NBC reports that the Unified School District is taking administrative measures against a teacher who gave a word problem to 7-year-olds that featured slaves, cotton picking, “masters,” “the missus,” and the “Big House.” The insensitive math problem read, “The master needed 192 slaves to work on [a] plantation in the cotton fields. The fields could fill 75 bags of cotton. Only 96 slaves were able to pick cotton that day. The missus needed them in the Big House to prepare [sic] for the Annual Picnic. How many more slaves are needed in the cotton fields.”

One parent immediately took action after her daughter asked for help with it. Kelly Gray told reporters, “When I read it, I immediately told her she would not complete that assignment. It’s definitely disturbing using terms like ‘plantation,’ ‘master’…My daughter doesn’t know what these things mean.” Gray posted the assignment on her social media, prompting the District Superintendent Michelle King to release a statement.
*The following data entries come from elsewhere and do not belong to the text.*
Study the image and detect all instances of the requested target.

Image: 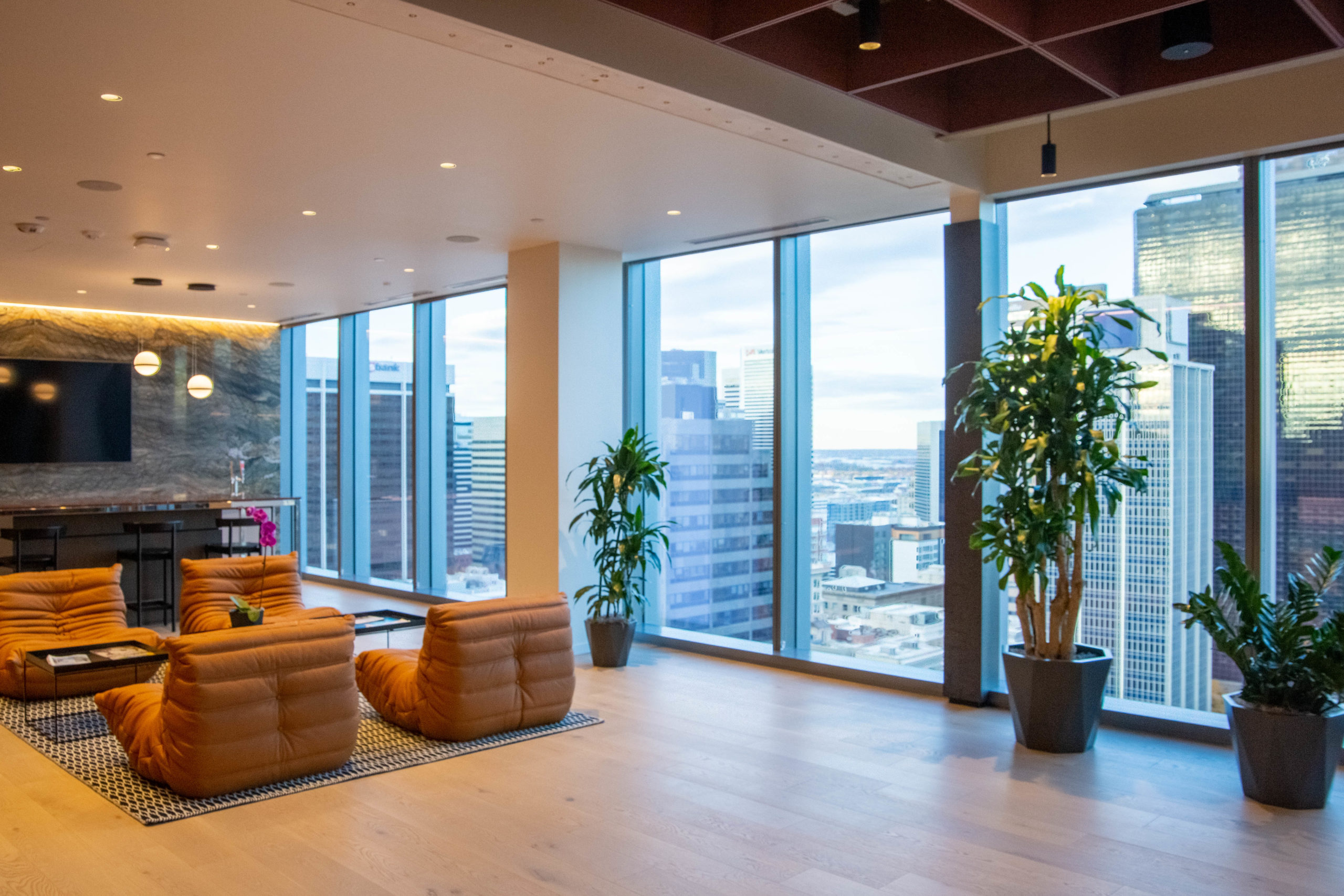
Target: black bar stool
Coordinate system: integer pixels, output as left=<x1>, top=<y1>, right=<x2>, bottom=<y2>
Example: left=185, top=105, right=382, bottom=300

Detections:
left=206, top=516, right=261, bottom=557
left=0, top=525, right=66, bottom=572
left=117, top=520, right=182, bottom=625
The statement read, “L.A. Unified is committed to providing a safe, welcoming, nurturing and secure learning environment for our students. All employees are expected to treat students with respect. The District takes this matter seriously, is investigating it and will take appropriate administrative measures.”

The teacher who gave the assignment has not been identified, but the Los Angeles Unified School District is set to launch an investigation at Windsor Hills Elementary School.